Amy tried to take up this conversation with Lily, whom she took to instantly because Lily was not only exceptionally pretty but the epitome of the Girl Men Fall in Love With, so Amy thought she'd watch and learn. Or at least Amy perceived this to be true; not to be too convoluted, she was the Girl Women Want Men to Fall in Love With, because women liked her and believed in her. She was pretty, eccentric, and fun. But we all know that these virtues, not being anatomical, don't necessarily count for much with men, so women go on getting it wrong. And in their own way it's the women who fall in love with these women because they're what men so often aren't. Gorgeous and nice.
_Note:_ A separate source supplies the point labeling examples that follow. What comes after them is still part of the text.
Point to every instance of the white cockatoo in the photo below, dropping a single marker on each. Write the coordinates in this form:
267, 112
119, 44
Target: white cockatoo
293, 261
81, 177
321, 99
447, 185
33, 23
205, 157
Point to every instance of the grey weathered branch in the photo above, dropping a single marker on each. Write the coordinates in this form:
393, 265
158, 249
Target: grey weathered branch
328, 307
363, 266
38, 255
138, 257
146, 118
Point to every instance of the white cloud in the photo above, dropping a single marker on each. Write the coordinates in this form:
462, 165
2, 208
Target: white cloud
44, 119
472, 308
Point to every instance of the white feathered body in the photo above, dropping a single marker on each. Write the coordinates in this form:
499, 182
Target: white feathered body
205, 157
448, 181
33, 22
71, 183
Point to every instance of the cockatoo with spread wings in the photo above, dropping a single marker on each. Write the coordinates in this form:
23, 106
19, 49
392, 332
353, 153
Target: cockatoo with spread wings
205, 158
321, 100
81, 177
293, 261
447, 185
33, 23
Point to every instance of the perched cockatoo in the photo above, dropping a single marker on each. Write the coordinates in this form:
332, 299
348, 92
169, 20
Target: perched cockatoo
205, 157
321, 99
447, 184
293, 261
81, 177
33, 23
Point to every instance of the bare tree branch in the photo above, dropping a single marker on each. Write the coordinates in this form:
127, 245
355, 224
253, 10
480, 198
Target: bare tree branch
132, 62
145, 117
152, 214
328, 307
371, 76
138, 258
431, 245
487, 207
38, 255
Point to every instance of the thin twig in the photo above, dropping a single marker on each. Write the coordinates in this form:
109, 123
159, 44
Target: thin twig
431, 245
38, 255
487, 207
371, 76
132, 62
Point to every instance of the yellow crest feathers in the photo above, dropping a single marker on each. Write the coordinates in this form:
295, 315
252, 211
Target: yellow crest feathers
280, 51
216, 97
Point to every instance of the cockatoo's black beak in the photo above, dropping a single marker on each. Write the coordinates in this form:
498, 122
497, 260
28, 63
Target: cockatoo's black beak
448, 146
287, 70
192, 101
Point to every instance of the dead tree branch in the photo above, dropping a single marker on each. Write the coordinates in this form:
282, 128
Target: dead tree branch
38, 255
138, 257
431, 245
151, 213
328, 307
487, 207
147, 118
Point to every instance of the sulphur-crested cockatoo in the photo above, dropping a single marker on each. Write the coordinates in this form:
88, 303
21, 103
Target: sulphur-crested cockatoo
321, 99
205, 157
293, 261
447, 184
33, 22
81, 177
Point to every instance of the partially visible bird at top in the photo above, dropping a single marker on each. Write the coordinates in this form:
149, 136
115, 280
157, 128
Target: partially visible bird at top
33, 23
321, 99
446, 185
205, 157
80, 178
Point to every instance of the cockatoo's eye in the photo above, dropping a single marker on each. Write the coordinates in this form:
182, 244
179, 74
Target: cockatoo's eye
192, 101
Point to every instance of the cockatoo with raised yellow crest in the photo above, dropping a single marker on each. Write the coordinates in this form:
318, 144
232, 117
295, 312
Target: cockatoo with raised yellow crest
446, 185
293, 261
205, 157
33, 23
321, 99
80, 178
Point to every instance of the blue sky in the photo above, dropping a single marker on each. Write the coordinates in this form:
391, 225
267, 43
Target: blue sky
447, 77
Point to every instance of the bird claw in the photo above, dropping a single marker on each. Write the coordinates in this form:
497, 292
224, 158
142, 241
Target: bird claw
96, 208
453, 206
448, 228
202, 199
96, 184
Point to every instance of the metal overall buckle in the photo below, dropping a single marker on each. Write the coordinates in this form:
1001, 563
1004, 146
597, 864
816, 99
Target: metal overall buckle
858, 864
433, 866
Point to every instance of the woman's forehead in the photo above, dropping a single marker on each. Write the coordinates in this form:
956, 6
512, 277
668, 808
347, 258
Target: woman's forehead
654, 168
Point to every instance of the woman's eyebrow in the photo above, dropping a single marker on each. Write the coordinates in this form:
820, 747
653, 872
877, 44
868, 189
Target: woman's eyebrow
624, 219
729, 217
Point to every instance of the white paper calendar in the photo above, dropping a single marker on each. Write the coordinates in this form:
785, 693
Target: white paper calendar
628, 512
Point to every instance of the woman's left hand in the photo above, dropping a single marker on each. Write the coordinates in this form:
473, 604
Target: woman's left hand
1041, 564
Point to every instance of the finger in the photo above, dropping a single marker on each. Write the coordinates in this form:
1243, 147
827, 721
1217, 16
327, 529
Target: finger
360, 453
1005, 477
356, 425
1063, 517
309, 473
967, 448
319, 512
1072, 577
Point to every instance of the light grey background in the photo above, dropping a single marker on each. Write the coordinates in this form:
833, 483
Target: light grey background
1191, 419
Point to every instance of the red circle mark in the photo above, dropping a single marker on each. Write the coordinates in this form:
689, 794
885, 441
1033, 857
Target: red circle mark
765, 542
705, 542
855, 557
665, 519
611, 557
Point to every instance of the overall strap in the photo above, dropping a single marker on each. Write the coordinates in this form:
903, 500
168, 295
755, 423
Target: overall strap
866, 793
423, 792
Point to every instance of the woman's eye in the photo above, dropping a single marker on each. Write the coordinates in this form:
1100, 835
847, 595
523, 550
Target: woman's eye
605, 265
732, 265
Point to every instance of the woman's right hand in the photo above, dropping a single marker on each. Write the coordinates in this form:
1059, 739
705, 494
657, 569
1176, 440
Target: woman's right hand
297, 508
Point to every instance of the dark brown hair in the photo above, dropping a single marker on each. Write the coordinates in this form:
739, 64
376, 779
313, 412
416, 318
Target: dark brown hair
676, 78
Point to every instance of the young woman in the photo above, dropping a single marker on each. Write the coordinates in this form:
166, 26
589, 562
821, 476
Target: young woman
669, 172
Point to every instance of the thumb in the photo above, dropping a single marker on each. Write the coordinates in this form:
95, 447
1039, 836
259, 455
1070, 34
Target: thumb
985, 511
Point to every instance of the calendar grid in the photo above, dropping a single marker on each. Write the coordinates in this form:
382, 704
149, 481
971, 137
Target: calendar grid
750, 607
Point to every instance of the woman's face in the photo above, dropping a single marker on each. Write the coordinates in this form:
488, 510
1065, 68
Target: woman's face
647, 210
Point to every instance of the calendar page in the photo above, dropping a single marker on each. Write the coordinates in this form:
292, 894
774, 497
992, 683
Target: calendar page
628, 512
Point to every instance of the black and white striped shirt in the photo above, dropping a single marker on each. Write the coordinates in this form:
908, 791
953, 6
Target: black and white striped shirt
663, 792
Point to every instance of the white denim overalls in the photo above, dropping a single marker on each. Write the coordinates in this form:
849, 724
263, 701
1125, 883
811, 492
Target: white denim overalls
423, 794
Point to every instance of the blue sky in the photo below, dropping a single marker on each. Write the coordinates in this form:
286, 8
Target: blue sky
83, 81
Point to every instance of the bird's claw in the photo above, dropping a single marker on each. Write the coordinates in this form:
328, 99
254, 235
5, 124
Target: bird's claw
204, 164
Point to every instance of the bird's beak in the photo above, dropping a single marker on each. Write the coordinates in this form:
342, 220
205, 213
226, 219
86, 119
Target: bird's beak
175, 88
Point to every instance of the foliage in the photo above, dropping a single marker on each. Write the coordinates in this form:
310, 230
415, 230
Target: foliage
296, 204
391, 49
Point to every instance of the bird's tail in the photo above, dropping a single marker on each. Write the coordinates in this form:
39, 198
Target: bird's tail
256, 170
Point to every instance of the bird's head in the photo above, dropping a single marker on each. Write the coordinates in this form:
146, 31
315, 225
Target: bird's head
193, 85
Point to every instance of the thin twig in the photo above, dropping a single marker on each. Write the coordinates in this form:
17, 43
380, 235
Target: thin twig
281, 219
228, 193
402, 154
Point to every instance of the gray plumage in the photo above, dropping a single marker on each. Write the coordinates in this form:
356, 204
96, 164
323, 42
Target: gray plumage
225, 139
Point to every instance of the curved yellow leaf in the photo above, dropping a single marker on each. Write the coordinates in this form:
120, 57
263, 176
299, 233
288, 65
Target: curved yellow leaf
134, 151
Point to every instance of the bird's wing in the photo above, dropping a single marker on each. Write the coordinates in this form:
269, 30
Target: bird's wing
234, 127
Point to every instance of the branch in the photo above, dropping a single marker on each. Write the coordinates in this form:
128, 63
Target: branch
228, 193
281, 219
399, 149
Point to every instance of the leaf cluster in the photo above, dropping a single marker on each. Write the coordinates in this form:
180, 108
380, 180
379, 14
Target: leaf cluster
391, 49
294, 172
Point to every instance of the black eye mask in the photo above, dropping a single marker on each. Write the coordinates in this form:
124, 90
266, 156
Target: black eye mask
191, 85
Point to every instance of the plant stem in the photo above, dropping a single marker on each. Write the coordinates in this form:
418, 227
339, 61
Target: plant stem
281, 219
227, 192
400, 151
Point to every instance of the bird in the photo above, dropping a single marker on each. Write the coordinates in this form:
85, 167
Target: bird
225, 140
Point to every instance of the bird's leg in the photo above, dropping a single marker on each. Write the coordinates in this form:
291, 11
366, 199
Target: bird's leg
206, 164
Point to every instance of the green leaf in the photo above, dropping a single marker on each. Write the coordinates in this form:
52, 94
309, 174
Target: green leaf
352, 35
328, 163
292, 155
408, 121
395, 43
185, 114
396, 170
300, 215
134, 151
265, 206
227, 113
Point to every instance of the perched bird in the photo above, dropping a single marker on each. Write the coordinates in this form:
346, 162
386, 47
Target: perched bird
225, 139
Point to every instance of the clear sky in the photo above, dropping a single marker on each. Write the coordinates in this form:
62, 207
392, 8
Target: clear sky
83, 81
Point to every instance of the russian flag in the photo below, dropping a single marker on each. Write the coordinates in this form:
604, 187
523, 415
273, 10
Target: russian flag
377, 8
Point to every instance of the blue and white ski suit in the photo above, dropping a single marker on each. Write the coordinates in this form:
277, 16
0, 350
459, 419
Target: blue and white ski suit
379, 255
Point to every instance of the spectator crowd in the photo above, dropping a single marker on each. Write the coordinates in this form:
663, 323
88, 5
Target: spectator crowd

Lily, though, seemed more intent on waving at the stony-faced passengers on the train to London than making small talk, so Amy, spurred on by the howling wind, joined in. Such abandonment was wholly uncharacteristic for Amy, who only really let go in her imagination. But here she was, running shrieking around what she thought must be Hardy's Egdon Heath with the grace of a deer and the lungs of Pavarotti. Lucinda watched with amusement, gratified that all was going
according to plan. She'd known she had to do something about Amy, she just wasn't sure what. What she did to fashion spreads she liked to do to life, the odd hitching of a hemline to create the perfect silhouette here, a bit of excitement for her friends there. It was what she was good at. What she did know was that a weekend in Lily's company was never going to do anyone any harm, and certainly not Amy.